# Bootloader Unlock



## seanglew (Oct 11, 2011)

I have bionic for over 2 months. When I bought this phone I was so happy then I find out the bootloader is locked. Do you think we ever going to get it unlock? And how happy are you with you with your bionic?


----------



## razz1 (Oct 11, 2011)

seanglew said:


> I have bionic for over 2 months. When I bought this phone I was so happy then I find out the bootloader is locked. Do you think we ever going to get it unlock? And how happy are you with you with your bionic?


Well..I upgraded from a droidx to bionic thinking I was going to overclock and get new kernels. Boy was I wrong! I was very disappointed to say the least. But I got over it. I think the bionic is a great phone. My wife and son both still have the X and its hard to even look at there screen anymore. Wish I had a Gnex but thats besides the point. I wanted roms - got it.
I wanted to overclock - got it. Not fully, but its a good start. So whats not to like?
So that freakin bootloader...
I dont think it will ever be hacked but will be worked around. Devs are working on the overclock app so working around it is allready on the way. The bootloader didnt stop the X, and it wont stop a Bionic!


----------



## TheNeighbor (Nov 4, 2011)

seanglew said:


> I have bionic for over 2 months. When I bought this phone I was so happy then I find out the bootloader is locked. Do you think we ever going to get it unlock? And how happy are you with you with your bionic?

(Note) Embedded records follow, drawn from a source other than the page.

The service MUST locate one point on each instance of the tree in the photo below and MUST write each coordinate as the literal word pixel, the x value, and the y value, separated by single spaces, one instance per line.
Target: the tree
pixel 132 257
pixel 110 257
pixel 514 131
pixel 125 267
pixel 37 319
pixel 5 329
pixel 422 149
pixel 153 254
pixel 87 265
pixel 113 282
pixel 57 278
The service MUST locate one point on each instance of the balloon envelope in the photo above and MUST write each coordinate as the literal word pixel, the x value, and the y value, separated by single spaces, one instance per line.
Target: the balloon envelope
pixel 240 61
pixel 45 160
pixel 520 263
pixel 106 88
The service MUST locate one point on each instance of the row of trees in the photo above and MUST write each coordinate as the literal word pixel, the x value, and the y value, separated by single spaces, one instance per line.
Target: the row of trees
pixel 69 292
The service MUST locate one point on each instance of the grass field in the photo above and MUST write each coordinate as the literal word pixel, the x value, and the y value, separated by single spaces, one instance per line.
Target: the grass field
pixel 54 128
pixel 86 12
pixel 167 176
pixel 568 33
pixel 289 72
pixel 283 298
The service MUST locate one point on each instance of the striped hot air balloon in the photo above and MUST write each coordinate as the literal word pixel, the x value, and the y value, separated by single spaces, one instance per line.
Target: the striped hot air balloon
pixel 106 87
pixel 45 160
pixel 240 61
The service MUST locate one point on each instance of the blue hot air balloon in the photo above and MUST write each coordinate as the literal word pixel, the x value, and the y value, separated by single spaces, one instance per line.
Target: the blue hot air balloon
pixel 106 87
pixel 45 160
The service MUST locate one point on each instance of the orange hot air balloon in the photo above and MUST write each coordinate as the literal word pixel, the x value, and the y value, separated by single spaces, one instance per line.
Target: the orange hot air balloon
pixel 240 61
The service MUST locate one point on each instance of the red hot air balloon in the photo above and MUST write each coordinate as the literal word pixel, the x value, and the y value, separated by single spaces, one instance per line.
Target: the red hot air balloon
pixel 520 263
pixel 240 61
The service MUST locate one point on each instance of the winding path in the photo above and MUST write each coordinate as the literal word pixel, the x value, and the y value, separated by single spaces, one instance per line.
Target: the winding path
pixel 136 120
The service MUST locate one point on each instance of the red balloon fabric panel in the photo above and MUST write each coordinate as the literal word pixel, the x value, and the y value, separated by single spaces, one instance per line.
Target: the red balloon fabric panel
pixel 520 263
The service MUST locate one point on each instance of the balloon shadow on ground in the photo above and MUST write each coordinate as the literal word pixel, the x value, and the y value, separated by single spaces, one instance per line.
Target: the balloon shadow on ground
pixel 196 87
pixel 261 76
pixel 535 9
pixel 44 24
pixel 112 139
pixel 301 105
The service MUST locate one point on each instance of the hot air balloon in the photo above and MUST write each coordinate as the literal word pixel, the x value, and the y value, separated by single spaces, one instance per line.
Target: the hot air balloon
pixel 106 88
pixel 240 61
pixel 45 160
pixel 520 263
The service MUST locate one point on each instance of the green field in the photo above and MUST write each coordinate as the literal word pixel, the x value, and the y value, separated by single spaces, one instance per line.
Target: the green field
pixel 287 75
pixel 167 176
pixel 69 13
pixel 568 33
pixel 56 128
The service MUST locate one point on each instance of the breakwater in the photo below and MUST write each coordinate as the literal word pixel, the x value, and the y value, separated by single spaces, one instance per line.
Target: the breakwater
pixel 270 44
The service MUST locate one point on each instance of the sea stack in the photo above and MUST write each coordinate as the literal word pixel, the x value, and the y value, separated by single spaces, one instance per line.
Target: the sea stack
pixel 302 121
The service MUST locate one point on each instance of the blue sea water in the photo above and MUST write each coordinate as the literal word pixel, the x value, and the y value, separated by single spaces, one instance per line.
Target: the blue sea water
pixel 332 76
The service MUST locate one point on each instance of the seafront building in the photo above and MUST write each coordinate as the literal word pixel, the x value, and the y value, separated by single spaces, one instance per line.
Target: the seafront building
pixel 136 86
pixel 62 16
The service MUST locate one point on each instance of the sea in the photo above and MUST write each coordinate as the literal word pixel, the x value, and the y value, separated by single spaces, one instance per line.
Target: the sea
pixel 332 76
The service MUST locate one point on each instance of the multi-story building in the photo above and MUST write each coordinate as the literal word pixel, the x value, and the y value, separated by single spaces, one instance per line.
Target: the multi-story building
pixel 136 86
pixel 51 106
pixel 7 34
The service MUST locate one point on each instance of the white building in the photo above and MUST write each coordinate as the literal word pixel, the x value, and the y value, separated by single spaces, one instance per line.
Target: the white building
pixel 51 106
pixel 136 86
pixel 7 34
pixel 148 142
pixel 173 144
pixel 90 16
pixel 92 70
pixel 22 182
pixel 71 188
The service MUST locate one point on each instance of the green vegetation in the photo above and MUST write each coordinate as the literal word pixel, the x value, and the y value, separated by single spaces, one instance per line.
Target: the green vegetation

The bootloader on this phone will not get unlocked before your next upgrade, promise. I'm not thrilled with it for various reasons. Bloat, screen, locked bootloader, data drops. The phone launched and was immediately over shadowed by the Razr. The only reason I am even still interested in it is because of the developer support. These guys have the latest and greatest phones yet they still find time to build good, solid, free software for us Bionic users.


----------



## bendrum30 (Oct 12, 2011)

TheNeighbor said:


> The bootloader on this phone will not get unlocked before your next upgrade, promise. I'm not thrilled with it for various reasons. Bloat, screen, locked bootloader, data drops. The phone launched and was immediately over shadowed by the Razr. The only reason I am even still interested in it is because of the developer support. These guys have the latest and greatest phones yet they still find time to build good, solid, free software for us Bionic users.


+1 Couldn't have said it better myself.

Sent from my DROID BIONIC using Tapatalk


----------



## seanglew (Oct 11, 2011)

thanks for the feedback, guys. i was thinking about Gnex or rezound, after reading a lot of Gnex's reviews i dont think i would want one. as for rezound still s-off it makes no sense if i get it. so I'm going to keep my bionic plus I'm eligible to upgrade anytime i want to.

edit: i love bionic hardware. i think it will out last any phone in the market right now.


----------



## N2Droid (Sep 14, 2011)

Either way locked or not i really love my Bionic.


----------